As you may know, sunlight spurs the body to make vitamin D, but because of the skin-cancer risk, few experts in the medical field will recommend that you run out and catch some rays. For those of us who live in areas that do not get as much sun as say, California or Florida, that sunlight (even if we wanted to bask in it) isn’t sufficiently available for at least five months of the year. If you are determined to get it from the sun, however, Stephen Honig, MD, director of the Osteoporosis Center at the Hospital for Joint Diseases, in New York City, suggests about 20 to 25 minutes of exposure.

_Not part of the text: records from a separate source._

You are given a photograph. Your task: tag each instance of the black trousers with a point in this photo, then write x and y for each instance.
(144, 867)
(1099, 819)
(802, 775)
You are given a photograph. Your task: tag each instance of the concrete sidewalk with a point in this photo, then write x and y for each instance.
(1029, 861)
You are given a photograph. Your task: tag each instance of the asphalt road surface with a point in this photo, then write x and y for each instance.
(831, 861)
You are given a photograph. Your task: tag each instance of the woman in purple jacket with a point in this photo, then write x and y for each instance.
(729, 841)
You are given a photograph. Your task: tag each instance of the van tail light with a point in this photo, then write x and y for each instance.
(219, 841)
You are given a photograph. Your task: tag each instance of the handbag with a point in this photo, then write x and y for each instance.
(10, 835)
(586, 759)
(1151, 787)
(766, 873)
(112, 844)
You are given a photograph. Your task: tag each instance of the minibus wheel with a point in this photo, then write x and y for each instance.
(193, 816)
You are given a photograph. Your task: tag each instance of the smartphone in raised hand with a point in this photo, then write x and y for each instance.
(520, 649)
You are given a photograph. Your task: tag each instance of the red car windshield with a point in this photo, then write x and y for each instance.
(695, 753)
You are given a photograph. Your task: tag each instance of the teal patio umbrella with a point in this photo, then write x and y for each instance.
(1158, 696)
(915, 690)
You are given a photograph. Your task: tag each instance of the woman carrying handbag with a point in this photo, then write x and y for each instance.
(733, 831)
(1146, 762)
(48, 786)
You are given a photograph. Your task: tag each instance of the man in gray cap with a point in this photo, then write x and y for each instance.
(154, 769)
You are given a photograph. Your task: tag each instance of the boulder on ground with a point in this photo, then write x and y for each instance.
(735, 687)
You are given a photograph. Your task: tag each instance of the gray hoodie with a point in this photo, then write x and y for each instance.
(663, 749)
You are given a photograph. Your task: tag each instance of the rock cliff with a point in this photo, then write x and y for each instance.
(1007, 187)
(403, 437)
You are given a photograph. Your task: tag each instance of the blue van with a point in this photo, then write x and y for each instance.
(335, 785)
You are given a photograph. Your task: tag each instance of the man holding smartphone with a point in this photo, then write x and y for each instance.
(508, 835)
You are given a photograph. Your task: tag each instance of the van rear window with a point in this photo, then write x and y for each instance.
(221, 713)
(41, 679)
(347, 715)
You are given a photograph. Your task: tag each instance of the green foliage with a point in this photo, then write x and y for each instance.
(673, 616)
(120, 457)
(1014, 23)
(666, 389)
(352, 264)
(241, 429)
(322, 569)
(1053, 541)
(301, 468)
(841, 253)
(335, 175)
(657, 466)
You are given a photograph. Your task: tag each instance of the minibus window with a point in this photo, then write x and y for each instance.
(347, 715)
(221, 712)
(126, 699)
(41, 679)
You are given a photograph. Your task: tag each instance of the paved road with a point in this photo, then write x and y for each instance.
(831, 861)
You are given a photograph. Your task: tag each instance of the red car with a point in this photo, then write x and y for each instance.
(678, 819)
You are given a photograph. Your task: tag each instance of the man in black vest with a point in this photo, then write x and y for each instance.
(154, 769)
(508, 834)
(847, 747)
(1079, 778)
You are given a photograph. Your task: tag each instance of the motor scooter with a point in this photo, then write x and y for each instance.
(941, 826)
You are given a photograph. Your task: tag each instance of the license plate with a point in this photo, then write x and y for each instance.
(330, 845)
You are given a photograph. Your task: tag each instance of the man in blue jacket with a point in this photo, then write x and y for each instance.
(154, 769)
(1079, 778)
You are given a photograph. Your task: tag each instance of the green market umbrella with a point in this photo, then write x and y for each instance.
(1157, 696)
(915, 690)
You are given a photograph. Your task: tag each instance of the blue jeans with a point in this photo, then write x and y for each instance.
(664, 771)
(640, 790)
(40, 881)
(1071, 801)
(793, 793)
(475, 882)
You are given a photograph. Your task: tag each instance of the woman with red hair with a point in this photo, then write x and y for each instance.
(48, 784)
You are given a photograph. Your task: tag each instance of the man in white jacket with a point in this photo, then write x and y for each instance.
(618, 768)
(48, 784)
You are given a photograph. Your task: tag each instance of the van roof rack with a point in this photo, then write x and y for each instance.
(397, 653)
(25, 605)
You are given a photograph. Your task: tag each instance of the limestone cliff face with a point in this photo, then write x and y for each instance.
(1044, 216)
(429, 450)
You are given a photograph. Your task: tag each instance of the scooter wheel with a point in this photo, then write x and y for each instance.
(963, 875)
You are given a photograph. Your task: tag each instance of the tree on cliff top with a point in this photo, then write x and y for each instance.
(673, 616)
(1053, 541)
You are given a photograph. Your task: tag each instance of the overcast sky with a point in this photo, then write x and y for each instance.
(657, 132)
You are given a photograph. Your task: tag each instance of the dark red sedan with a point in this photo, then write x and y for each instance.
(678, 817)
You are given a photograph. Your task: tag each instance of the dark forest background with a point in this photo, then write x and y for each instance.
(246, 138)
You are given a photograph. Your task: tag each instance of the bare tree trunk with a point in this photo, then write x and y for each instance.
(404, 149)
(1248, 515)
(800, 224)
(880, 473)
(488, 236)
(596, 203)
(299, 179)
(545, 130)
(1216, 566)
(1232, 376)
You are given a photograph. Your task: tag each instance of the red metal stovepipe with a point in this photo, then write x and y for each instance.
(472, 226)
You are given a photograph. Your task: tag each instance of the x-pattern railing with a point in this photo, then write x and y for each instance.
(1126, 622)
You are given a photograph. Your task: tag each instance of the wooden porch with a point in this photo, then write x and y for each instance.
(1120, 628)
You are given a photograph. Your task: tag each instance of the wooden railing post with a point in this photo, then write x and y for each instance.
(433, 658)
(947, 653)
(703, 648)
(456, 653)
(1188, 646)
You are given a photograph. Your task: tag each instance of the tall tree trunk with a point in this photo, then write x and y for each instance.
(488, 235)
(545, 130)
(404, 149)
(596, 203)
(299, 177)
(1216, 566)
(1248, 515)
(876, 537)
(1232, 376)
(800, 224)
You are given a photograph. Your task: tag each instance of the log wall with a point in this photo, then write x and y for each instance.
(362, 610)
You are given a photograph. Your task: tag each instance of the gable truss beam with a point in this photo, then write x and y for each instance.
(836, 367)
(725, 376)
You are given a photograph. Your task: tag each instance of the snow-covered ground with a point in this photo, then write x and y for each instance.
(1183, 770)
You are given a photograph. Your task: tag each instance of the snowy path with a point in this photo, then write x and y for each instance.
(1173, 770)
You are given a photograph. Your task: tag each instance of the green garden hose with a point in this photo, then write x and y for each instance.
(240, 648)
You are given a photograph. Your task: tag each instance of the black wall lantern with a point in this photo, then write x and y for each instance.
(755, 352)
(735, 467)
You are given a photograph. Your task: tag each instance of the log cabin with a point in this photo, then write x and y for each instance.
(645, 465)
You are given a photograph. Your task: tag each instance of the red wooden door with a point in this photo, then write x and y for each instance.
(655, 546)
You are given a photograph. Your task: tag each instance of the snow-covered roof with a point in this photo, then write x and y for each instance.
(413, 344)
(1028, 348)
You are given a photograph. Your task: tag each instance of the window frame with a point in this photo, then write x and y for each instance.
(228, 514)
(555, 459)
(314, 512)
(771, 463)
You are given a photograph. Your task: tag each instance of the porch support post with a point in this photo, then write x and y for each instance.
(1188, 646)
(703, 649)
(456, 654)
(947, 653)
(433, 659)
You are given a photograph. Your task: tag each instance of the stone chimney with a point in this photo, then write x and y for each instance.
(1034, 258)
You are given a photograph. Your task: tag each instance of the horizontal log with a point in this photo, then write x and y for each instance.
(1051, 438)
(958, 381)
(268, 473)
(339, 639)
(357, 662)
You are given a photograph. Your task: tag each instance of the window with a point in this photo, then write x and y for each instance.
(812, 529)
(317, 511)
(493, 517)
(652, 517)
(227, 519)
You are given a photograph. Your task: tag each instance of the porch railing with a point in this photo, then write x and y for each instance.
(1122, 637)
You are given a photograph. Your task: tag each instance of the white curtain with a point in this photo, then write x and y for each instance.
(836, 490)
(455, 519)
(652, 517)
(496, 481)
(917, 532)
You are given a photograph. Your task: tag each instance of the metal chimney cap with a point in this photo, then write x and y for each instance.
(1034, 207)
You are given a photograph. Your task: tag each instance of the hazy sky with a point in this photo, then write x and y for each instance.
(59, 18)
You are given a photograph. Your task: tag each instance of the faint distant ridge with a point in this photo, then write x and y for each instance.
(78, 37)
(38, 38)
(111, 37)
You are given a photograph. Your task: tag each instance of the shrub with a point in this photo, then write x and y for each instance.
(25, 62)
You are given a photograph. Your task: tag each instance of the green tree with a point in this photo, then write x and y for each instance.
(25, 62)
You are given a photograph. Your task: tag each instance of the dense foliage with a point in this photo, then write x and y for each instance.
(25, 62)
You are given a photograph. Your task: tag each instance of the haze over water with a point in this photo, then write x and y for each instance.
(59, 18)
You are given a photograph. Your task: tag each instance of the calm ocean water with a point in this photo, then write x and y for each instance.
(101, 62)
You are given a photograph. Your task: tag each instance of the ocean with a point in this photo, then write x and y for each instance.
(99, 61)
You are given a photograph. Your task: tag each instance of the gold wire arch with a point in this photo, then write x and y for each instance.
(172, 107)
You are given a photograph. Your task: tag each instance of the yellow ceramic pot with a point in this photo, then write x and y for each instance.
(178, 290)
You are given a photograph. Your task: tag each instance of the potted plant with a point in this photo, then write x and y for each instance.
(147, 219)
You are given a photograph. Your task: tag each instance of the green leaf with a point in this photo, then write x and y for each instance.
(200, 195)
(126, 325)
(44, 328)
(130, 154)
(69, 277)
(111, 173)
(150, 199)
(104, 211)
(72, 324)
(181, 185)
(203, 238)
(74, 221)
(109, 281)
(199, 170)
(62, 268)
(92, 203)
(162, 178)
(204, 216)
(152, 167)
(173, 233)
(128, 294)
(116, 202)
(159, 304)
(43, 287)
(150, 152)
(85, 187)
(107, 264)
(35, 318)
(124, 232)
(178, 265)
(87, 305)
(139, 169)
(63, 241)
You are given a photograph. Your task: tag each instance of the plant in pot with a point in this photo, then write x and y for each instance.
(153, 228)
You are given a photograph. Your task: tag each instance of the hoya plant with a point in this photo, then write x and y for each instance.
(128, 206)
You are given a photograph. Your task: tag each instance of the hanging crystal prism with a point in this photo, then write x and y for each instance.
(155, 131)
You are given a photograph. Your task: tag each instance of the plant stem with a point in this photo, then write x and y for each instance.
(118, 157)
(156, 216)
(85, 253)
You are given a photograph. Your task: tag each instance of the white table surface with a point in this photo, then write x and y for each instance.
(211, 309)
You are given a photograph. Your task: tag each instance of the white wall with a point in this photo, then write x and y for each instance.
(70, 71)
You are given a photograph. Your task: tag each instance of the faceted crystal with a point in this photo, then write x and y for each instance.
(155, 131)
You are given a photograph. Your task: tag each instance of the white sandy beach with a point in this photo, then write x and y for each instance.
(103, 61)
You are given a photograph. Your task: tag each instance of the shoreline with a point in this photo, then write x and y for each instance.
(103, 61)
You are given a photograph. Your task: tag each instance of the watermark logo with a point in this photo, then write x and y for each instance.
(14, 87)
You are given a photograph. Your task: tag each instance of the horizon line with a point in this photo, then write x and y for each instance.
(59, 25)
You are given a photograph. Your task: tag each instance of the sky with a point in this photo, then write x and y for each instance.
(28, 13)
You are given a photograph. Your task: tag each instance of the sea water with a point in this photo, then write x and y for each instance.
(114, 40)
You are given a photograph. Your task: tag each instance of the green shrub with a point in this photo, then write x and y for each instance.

The risk of cancer through sun exposure is much greater than the risk of vitamin D depletion, but we don’t have to make an “either or” decision because with diet: fatty fish such as salmon and tuna, liver, fortified milk, juice, and breakfast cereal–and through supplementation, we can still maintain healthy D levels…and that’s a good thing!
Optimal vitamin D levels:
- Help to maintain strong bones and teeth
- Decrease your risk of all types of cancer
- Normalize insulin secretion and regulation
- Enhance the strength and efficiency of your immune system, which decreases your risk of developing autoimmune conditions like rheumatoid arthritis, multiple sclerosis and lupus
- Can help with the regulation of heart and blood pressure
- Help to prevent in adults the soft bones of osteomalacia with its symptoms of generalized bone pain and muscle aches and pains
- May be mood enhancing
If you do not know whether you are getting enough vitamin D, it is time to ask your doctor for the blood test that will show your level.
I highly recommend that you have your blood level of vitamin D monitored about once every six months. Ask your doctor or laboratory for the 25(OH)D test, also known as the 25-hydroxyvitamin D test. Please note that some labs do a similar test called 1-25(OH)D test, which is not as accurate a marker of your vitamin D status.
If your test shows a level lower than 30 ng/ml, you have a higher than average risk for prostate and breast cancer, as well as autoimmune conditions. Recently, experts have raised the recommended level of protective vitamin D to 50-60 ng/ml. The great majority of us need supplementation of at least 1,000 IUs on a daily basis. Those of us who are deficient need more.
Karen Honig is a Certified Holistic Health Counselor.